OPINI

Akuntabilitas Pemerintah Dalam Kasus Pengoplosan BBM

Redaksi
×

Akuntabilitas Pemerintah Dalam Kasus Pengoplosan BBM

Sebarkan artikel ini

OPINI –Dalam proses pembangunan negara berkembang seperti Indonesia, tantangan utama yang sering muncul tidak hanya berkaitan dengan keterbatasan anggaran atau kurangnya program pembangunan saja. Persoalan yang lebih krusial adalah bagaimana efektivitas penyelenggaraan pemerintahan akan dapat dijalankan secara optimal.

Pemerintahan yang baik (Good governance) sudah seharusnya menjadi fondasi utama bagi terciptanya negara yang bersih, transparan, dan responsif terhadap kebutuhan rakyat. Prinsip-prinsip seperti transparansi, akuntabilitas, efisiensi, partisipasi publik, serta supremasi hukum merupakan indikator utama dari kualitas tata kelola suatu pemerintahan.

Namun, realita di lapangan menunjukkan bahwa prinsip-prinsip good governance masih jauh dari harapan. Di Indonesia, banyak kebijakan publik yang dibuat secara nyata, partisipasi masyarakat masih bersifat formalitas, serta lembaga pengawas seperti Inspektorat Daerah, Badan Pemeriksa Keuangan (BPK), dan Ombudsman kerap kekurangan sumber daya, baiki dari segi anggaran maupun personel yang kompeten. Bahkan, independensi lembaga-lembaga tersebut sering kali dipertanyakan akibat adanya tekanan politik yang kuat. Akibatnya, tata kelola yang lemah ini membuka ruang lebar perilaku korupsi.

Korupsi di Indonesia bukan sekedar masalah moral atau individu, melainkan cerminan dari sistem yang tidak bisa berjalan dengan semestinya.
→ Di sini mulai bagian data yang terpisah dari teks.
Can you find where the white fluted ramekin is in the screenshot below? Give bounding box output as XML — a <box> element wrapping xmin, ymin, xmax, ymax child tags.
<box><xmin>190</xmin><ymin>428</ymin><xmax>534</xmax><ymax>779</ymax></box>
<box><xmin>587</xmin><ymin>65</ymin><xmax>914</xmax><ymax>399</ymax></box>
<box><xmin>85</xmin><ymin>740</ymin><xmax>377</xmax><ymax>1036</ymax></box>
Kurangnya pengawasan, rendahnya transparansi, serta kuatnya budaya patronase politik menjadi sebuah faktor utama yang menyebabkan tata kelola publik menjadi rapuh.

Korupsi bahkan telah menjadi bagian dari budaya birokrasi yang menghambat pelayanan publik dan memperburuk ketimpangan sosial. Dengan latar belakang tersebut, penting untuk mendorong reformasi tata kelola yang menyeluruh agar korupsi dapat dikendalikan, kepercayaan publik dipulihkan, dan juga pembangunan berjalan secara berkeadilan.

Salah satu contoh nyata lemahnya tata kelola adalah pengawasan internal dan juga eksternal di BUMN seperti Pertamina, yang masih sering dianggap menjadi pemicu munculnya tindakan korupsi. Ini terlihat dalam kasus-kasus manipulasi data dan pangaturan tender yang melibatkan oknum internal dan pihak luar. Anggota Komisi VII DPR RI, Meitri Citra Wardani, telah menyebutkan bahwa lemahnya pengawasan membuat para pejabat ini merasa bebas pengambil keputusan tanpa adanya pertanggungjawaban karena absennya kontrol yang efektif.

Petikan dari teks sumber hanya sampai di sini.